Secondly the use of a single cut off for FEV1/FVC of 0.7 to define the limit of normality for this index is also not supported by the ATS or ERS [4, 5]. The fact that the arbitrary definition may lead to an age bias in the diagnosis of COPD has already been presented [6] and we will now explore the reason behind this in more detail.

Why is the LLN set at 1.645 SR below predicted?

Plot of normal distribution with LLN indicated

The figure to the right shows a plot of the FEV1 values from a sample population of normal men of the same age and height with the average value found being 3.5 L and the standard deviation of the spread of results is 0.5 L. For a subject with FEV1 of 2.678 L this is 1.645 SD below the predicted mean, that is 3.5 - (1.645 x 0.5), and means that 5% of the normal population have FEV1 values lower than this. The grey shaded area in the graph is 5% of the total area under the graph.
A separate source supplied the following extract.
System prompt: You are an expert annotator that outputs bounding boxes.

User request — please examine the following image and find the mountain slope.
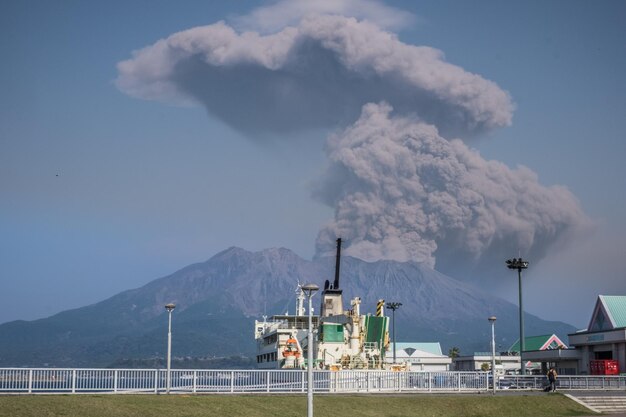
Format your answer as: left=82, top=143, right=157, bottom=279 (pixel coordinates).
left=0, top=247, right=575, bottom=367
If we define the Lower Limit of Normal (LLN) as 1.645 SD below the predicted in effect we are accepting a false positive rate of 5% in identifying subjects as abnormal. Most subjects referred for spirometry have an a priori increased probability of an abnormality because of either symptoms, signs or exposures so the lower 95% confidence limit is used as the LLN. This increases the sensitivity of the test with some loss of specificity. If spirometry is being undertaken on people where the a priori probability of an abnormality is not increased, such as screening the general population, we should take the LLN as 1.96 SD below predicted and only accept a false positive rate of 2.5%. The ATS and ERS endorse using the LLN as 1.645 SD below predicted [4, 5].